Keracunan Makan Bergizi Gratis (MBG) lagi-lagi terjadi, saat ini terjadi di Kabupaten Nganjuk, Jawa Timur. Mulanya berawal dari puluhan siswa di SMAN 3 Nganjuk. Namun, hal serupa juga terjadi di sekolah lain. Sehingga jumlah orang yang terdampak terbaru telah mencapai 100 orang. Wakil Gubernur Jawa Timur (Jatim), Emil Dardak mengatakan, korban tidak hanya dari SMAN 3 Nganjuk tetapi juga dari sekolah lain yaitu SD.
“Tadi kan sudah 74, sudah bertambah lagi jadi 100 dan bukan hanya di SMA 3 ya, tapi dari SD juga ada,” kata Emil yang juga menjabat sebagai Kepala Satgas MBG Jatim, Kamis (3/8/2026)
Menurut Emil, saat ini belum diketahui penyebab dugaan keracunan tersebut. Tetapi, akan diselidiki oleh Badan Gizi Nasional (BGN) yang memiliki kewenangan penuh. “Apa kira-kira penyebab spesifiknya masih ditelusuri oleh BGN, gitu.

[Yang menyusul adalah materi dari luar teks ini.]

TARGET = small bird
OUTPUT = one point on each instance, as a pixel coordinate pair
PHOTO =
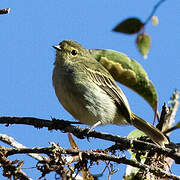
(89, 92)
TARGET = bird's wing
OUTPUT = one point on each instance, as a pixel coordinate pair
(107, 83)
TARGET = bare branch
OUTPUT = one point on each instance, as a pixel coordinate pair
(10, 141)
(93, 156)
(65, 126)
(154, 10)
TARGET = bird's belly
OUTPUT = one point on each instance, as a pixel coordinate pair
(87, 103)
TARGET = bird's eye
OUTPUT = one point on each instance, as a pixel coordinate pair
(73, 52)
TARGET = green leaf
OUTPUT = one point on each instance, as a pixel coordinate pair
(136, 134)
(129, 26)
(128, 72)
(143, 42)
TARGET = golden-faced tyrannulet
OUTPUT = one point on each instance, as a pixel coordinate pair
(89, 93)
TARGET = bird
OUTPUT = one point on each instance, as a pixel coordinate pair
(90, 94)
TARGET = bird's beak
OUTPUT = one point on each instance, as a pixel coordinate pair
(58, 48)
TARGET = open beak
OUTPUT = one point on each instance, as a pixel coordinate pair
(58, 48)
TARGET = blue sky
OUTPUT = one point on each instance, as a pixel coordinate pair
(32, 27)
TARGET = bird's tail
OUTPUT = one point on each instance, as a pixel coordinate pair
(155, 134)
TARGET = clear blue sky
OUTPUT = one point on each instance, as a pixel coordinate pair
(32, 27)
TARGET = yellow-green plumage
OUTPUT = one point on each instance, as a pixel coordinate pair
(89, 93)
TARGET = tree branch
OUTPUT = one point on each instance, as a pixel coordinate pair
(173, 151)
(91, 155)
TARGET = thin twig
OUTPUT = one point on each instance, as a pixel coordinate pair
(94, 156)
(10, 141)
(153, 11)
(65, 126)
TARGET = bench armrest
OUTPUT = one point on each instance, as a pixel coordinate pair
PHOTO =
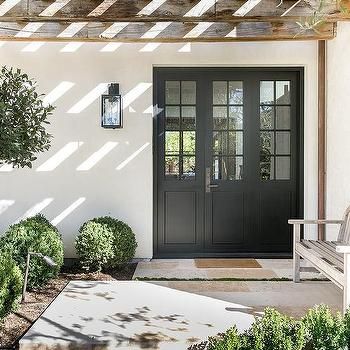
(343, 248)
(314, 222)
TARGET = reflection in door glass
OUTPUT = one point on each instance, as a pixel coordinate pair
(228, 168)
(172, 167)
(227, 141)
(275, 130)
(180, 130)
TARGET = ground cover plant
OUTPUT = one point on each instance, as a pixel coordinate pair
(319, 329)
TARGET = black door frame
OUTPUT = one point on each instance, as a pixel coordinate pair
(300, 149)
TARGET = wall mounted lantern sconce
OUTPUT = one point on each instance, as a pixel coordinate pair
(111, 111)
(45, 258)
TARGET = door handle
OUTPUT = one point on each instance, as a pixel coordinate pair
(208, 185)
(213, 185)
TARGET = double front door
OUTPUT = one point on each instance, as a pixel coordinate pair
(227, 161)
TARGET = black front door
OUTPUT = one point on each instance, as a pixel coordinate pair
(227, 162)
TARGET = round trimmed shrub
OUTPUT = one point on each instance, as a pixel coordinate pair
(105, 243)
(35, 234)
(10, 284)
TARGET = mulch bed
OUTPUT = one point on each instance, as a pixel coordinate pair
(17, 323)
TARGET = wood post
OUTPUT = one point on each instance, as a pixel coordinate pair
(321, 136)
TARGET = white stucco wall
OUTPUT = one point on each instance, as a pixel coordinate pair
(127, 193)
(338, 125)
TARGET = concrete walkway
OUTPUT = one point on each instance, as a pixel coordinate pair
(186, 269)
(163, 315)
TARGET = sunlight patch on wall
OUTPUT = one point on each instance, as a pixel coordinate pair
(65, 152)
(5, 204)
(72, 29)
(33, 47)
(111, 47)
(232, 33)
(186, 48)
(69, 32)
(246, 7)
(88, 99)
(199, 9)
(199, 29)
(102, 8)
(150, 47)
(36, 209)
(154, 110)
(97, 156)
(151, 7)
(134, 93)
(148, 110)
(72, 47)
(7, 5)
(6, 168)
(134, 155)
(59, 218)
(57, 92)
(54, 8)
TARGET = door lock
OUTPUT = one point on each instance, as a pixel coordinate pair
(208, 185)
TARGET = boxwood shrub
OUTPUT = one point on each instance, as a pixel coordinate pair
(10, 284)
(105, 243)
(319, 329)
(35, 234)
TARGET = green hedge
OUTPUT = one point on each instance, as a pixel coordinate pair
(319, 329)
(105, 243)
(35, 234)
(10, 284)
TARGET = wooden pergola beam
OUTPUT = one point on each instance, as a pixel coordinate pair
(169, 10)
(172, 32)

Karena yang punya akses BGN dan Dinkes setempat untuk posisinya juga mendampingi,” tuturnya.
Wakil Bupati Nganjuk, Trihandy Cahyo Saputro, mengatakan bahwa penanganan masih dilakukan termasuk kondisi para korban.
"Semuanya kami maksimalkan, mulai dokter spesialis, dokter, perawat. Kami terus mendampingi untuk memberikan pelayanan terbaik. Kita doakan semoga semuanya segera pulih dan pulang ke rumah," ujar Mas Handy.

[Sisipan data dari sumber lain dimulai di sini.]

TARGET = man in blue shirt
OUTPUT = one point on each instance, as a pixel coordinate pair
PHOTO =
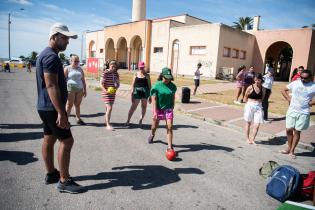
(52, 97)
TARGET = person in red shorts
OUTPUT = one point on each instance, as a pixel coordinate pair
(163, 101)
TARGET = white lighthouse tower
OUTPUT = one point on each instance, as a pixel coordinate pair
(138, 10)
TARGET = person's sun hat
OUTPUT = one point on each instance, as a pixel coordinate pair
(62, 29)
(167, 73)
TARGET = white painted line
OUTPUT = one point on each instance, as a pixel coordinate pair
(234, 120)
(203, 108)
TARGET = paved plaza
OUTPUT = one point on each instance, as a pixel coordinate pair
(215, 168)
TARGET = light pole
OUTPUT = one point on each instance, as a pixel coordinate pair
(83, 33)
(9, 23)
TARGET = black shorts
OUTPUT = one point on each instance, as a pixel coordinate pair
(49, 119)
(197, 82)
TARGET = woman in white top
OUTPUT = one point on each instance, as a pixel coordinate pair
(197, 77)
(76, 87)
(267, 85)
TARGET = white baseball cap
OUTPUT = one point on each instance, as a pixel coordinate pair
(63, 29)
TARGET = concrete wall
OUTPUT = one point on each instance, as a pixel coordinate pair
(299, 39)
(196, 35)
(98, 38)
(159, 38)
(234, 39)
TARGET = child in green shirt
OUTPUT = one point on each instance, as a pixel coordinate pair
(163, 100)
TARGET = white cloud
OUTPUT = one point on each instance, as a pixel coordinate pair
(22, 2)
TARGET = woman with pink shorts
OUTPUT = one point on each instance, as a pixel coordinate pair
(163, 100)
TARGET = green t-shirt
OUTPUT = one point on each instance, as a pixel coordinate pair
(164, 94)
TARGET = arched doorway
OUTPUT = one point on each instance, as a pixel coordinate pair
(122, 52)
(175, 56)
(279, 57)
(136, 52)
(109, 50)
(92, 49)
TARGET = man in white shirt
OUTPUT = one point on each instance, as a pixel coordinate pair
(298, 114)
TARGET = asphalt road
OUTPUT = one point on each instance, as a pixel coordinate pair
(215, 168)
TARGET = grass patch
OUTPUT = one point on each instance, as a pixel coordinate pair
(277, 103)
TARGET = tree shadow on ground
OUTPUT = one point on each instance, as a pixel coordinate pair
(13, 137)
(278, 140)
(20, 126)
(197, 147)
(137, 177)
(18, 157)
(99, 114)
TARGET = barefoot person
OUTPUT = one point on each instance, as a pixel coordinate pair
(76, 87)
(140, 91)
(253, 111)
(197, 77)
(298, 114)
(109, 84)
(51, 103)
(163, 101)
(239, 83)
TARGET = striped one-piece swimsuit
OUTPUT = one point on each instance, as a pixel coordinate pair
(110, 79)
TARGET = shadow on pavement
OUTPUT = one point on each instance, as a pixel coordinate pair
(18, 157)
(276, 119)
(12, 137)
(137, 177)
(20, 126)
(306, 154)
(279, 140)
(118, 126)
(197, 147)
(93, 115)
(210, 93)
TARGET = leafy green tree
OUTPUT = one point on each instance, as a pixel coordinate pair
(242, 22)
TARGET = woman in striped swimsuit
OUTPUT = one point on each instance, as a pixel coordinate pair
(109, 80)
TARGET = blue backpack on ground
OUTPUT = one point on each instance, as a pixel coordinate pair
(283, 182)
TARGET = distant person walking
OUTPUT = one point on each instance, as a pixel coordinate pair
(76, 87)
(163, 101)
(298, 114)
(267, 86)
(29, 66)
(239, 83)
(253, 111)
(197, 77)
(109, 84)
(7, 67)
(140, 91)
(248, 79)
(298, 74)
(51, 103)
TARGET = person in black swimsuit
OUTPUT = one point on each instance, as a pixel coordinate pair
(253, 112)
(140, 91)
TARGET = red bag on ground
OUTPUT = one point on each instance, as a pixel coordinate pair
(308, 184)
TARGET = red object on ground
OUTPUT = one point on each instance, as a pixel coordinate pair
(92, 65)
(170, 154)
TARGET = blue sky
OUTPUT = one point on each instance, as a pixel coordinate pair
(30, 28)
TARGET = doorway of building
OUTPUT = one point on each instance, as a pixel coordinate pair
(175, 57)
(279, 57)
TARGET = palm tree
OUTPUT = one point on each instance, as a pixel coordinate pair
(242, 22)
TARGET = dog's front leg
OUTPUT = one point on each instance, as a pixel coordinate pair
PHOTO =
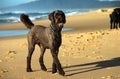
(30, 49)
(56, 63)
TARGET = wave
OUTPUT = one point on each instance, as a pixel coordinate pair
(13, 17)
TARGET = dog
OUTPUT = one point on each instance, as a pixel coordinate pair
(115, 18)
(45, 38)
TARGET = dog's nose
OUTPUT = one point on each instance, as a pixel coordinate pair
(60, 24)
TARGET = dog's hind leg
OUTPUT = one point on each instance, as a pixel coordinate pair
(41, 58)
(31, 47)
(56, 63)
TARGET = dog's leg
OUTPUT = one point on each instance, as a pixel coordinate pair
(54, 67)
(57, 62)
(119, 24)
(41, 58)
(31, 47)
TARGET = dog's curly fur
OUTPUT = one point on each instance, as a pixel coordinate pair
(46, 38)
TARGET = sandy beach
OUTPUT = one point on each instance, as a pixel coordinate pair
(90, 51)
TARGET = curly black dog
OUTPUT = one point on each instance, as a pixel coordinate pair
(46, 38)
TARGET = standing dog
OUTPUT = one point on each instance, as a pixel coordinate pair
(46, 38)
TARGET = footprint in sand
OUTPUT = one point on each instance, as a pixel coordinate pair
(25, 44)
(2, 72)
(10, 55)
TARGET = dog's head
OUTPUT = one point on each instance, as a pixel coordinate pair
(57, 18)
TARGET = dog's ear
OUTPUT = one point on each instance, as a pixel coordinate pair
(51, 16)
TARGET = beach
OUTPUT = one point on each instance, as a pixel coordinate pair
(89, 51)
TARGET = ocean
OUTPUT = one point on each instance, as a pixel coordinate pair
(14, 16)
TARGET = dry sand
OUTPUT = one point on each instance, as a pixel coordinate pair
(91, 51)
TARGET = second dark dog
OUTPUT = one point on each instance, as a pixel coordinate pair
(46, 38)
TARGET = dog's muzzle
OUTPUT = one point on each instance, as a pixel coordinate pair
(60, 25)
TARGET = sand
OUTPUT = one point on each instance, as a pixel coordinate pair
(90, 51)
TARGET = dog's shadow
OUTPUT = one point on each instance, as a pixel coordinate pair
(91, 66)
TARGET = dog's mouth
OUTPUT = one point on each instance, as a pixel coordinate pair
(60, 25)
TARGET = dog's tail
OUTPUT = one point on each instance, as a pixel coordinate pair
(26, 21)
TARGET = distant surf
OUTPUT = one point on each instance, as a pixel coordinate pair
(13, 17)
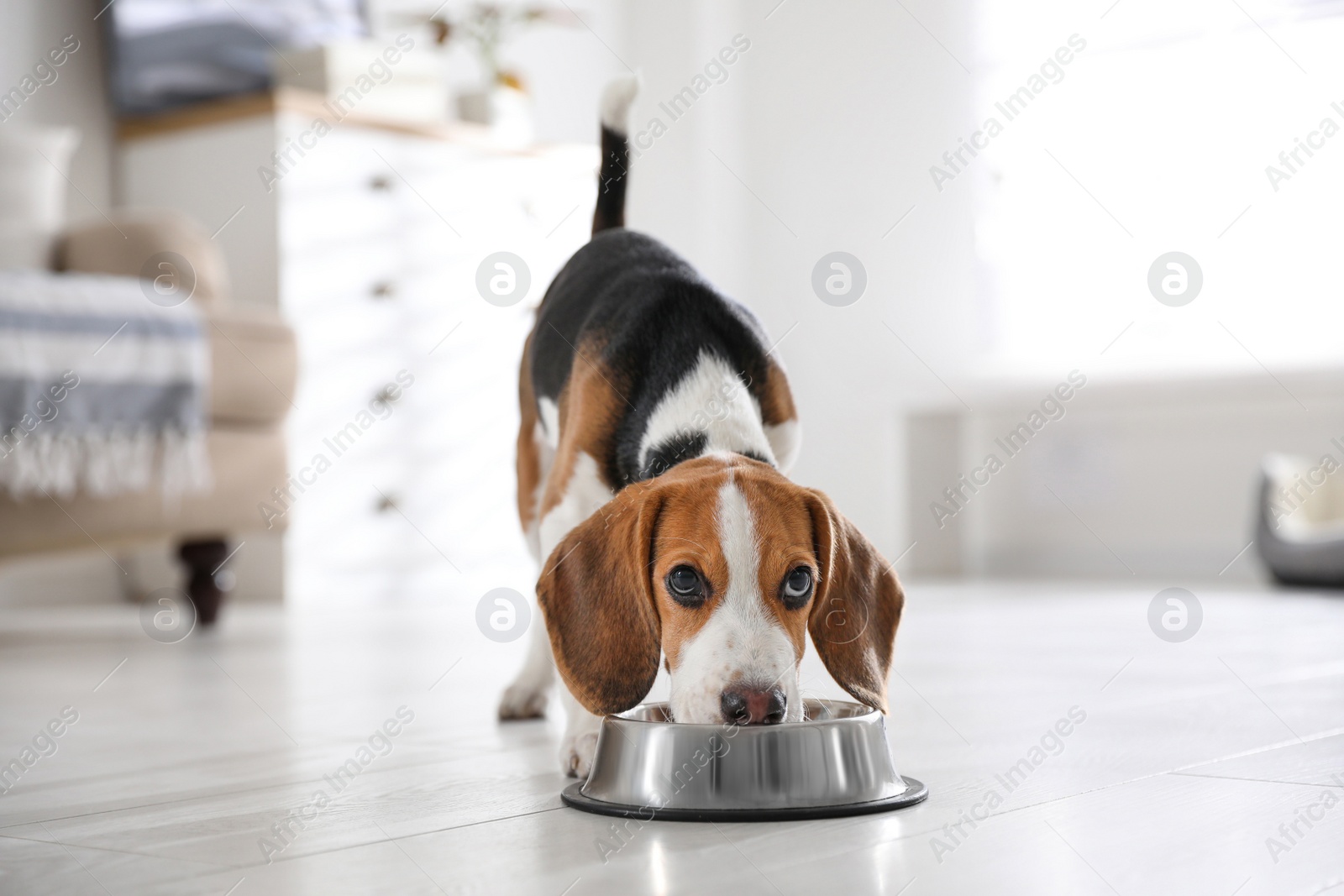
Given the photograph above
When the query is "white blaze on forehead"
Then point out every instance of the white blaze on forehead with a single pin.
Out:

Dirinya menjelaskan, para siswa awalnya tidak merasakan keluhan setelah menyantap makanan. Namun mereka merasakan mual setelah dua jam menyantap makanan tersebut.
"Untuk menunya nasi goreng. Tadi mereka bercerita asalnya tidak merasakan apa-apa saat makan. Setelah jeda dua jam baru merasakan mual," beber Mas Handy.

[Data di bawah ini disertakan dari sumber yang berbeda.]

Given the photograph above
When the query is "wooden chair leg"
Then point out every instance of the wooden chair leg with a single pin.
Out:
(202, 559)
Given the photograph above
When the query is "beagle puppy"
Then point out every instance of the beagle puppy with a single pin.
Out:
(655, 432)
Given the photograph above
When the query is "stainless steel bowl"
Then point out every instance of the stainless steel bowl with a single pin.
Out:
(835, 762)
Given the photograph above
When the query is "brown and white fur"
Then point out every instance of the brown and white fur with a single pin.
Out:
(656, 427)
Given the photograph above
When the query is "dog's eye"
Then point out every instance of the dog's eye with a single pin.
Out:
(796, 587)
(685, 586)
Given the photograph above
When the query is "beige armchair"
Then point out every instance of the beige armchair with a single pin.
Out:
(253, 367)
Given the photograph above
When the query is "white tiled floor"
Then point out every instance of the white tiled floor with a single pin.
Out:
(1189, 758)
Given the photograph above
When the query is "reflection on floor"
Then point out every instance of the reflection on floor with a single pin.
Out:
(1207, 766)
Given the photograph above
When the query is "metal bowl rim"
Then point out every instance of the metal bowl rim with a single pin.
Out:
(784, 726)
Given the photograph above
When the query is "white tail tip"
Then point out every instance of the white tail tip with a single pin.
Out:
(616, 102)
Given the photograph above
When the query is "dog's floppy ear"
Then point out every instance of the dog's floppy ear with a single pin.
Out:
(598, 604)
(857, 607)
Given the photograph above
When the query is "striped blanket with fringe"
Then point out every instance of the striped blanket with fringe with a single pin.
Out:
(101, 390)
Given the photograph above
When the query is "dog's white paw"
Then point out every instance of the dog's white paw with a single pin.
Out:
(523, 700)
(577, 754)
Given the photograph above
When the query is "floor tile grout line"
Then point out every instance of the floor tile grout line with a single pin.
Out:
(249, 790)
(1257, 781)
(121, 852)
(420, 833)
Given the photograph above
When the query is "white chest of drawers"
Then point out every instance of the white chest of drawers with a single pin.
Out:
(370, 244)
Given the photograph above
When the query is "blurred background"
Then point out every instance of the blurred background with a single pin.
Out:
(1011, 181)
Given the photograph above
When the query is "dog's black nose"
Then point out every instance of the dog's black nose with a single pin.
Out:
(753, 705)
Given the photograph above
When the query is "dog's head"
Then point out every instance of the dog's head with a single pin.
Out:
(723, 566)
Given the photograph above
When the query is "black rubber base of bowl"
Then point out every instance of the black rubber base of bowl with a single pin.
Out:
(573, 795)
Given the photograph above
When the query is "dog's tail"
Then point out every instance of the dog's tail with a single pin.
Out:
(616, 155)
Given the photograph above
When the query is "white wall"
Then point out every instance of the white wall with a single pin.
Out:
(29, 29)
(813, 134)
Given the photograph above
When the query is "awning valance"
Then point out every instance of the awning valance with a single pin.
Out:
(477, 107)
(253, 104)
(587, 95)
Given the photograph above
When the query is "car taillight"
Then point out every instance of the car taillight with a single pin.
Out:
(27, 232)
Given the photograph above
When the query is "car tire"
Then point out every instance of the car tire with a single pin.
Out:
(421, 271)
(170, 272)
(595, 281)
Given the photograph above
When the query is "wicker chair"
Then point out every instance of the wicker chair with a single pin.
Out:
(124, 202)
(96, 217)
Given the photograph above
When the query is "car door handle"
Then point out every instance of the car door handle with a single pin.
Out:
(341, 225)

Kabag Prokopim Pemkab Nganjuk, Syamsudin menuturkan bahwa hingga Rabu (2/9/2026) sore, jumlah korban yang tercatat mencapai 49 orang. "Untuk yang di Puskesmas Begadung ada 20, di RSUD 17, dan di RS Bhayangkara (Nganjuk) 12. Sementara jumlahnya 49 orang," ungkap Syamsudin.
Syamsudin mengatakan bahwa ini masih data sementara, semoga tidak ada korban tambahan.
Kepala SPPG Begadung 2, Zaidan belum bisa memberikan keterangan terkait dugaan keracunan tersebut namun dirinya ikut mengantarkan para siswa yang keracunan. "Mohon maaf. Jangan Pak," ucapnya singkat ketika ditemui awak media di RSUD Nganjuk pada Rabu (2/9/2026).